We were at a sporting event, and a woman had her very brand new baby with her. Baby was adorable and slept a good bit. But baby also needed to be changed and nursed and tended to, all of which mom did without missing a beat. This was not her first baby.
That's not the part that triggered any deep thoughts for me - I love my boys, but i am long past finished with the baby thing.
Her husband is what made me stop and think.
He told her exactly how and when and what to do: how to hold the baby, what angle to have her mouth to nurse, how long to feed her, what outfit to change her into, how to fix the diaper, when to burp her, on and on.... every detail. And she did - whatever he said, she just stopped, changed gears and did what he said, apologetically even.
My blood boiled, instantly; and i didn't know these people. How dare he? When did he last nurse a baby? She wasn't having any difficulty, was managing easily on her own. Why on earth would he be treating her like that? Why did this not annoy the daylights out of her? Why did she just go along?
I had buckets of righteous indignation on her behalf. And of course - nowhere at all to go with it.
I will never know what to make of this interaction: Was she walking on eggshells because there was something bigger going on in their lives? Is that just how he is and it's easier to go along to get along? Does she really lack confidence in this area and just puts on a good front when he's not around? Does she appreciate the help? Is this the type of relationship each of them really wants?
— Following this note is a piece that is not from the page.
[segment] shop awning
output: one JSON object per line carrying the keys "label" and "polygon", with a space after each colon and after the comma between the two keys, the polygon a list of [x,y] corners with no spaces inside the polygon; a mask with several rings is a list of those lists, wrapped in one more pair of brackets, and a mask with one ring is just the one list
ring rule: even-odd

Does this type of direction and ultra- micro-management actually meet a larger need for her? For him? Is it intentional for them, or just a pattern worn into their relationship because it is the path of least resistance?
After fighting back my indignation - i tried to turn it all around in my head.
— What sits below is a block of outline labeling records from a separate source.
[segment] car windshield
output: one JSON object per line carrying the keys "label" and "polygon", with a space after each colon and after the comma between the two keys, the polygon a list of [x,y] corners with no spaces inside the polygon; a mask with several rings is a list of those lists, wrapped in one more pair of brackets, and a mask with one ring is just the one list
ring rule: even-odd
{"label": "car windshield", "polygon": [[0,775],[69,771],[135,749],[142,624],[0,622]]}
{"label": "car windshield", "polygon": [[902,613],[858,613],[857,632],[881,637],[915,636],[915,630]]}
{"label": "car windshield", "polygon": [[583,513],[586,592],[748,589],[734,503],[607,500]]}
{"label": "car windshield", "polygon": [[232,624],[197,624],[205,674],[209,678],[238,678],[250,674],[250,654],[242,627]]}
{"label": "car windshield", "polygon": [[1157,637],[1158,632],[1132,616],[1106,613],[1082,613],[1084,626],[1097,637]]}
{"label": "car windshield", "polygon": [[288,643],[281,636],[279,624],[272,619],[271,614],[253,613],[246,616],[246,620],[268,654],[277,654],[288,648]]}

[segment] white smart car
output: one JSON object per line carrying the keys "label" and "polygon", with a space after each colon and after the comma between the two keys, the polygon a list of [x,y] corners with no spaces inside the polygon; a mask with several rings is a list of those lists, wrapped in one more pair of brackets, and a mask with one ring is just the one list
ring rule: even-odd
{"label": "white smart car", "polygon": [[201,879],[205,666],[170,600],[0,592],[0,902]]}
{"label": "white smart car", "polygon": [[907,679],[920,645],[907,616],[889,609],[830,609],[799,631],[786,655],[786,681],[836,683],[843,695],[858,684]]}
Mostly I wondered about my visceral response to the whole thing. I would never, could never... tolerate it, put up with it, get myself to a place where i could respond reasonably or politely to being commanded that way, much less live like that.
And that's what hit me. I really don't think i could. I don't think i could submit to that. Even if it were in the context of my relationship and our agreement, i found no part of it endearing, or even intriguing or enticing. For me, there are things he pushes me on, things he wants to be a challenge for me, and this is a good thing for me. But I couldn't even view this in that light.
So - what if he would want or need to for some reason start treating me this way? What if he decided it was what i needed? How would i respond, would i even be able to try to cope? My gut says no.
So - am i really submissive? Because my response in this case was incredibly non-submissive, in fact my feelings were anti-submissive.
I know that there are huge flaws in this kind of reasoning. Taking hypotheticals to extremes doesn't really answer a question.
But it made me focus on the same feelings in my own context. There are times that i have the same indignation, the same flare of anger and instinctive rebellion. It's a different scale, and i'm learning to recognize it and at least suppress the expression of it - mostly. In a non-D/s context - that makes our interactions smoother - waiting to respond rationally and even respectfully in spite of feeling anything but.
In a D/s context though, i wonder what makes me think i am submissive at all, if my first reaction to anything that pushes at my ego a bit is to push back.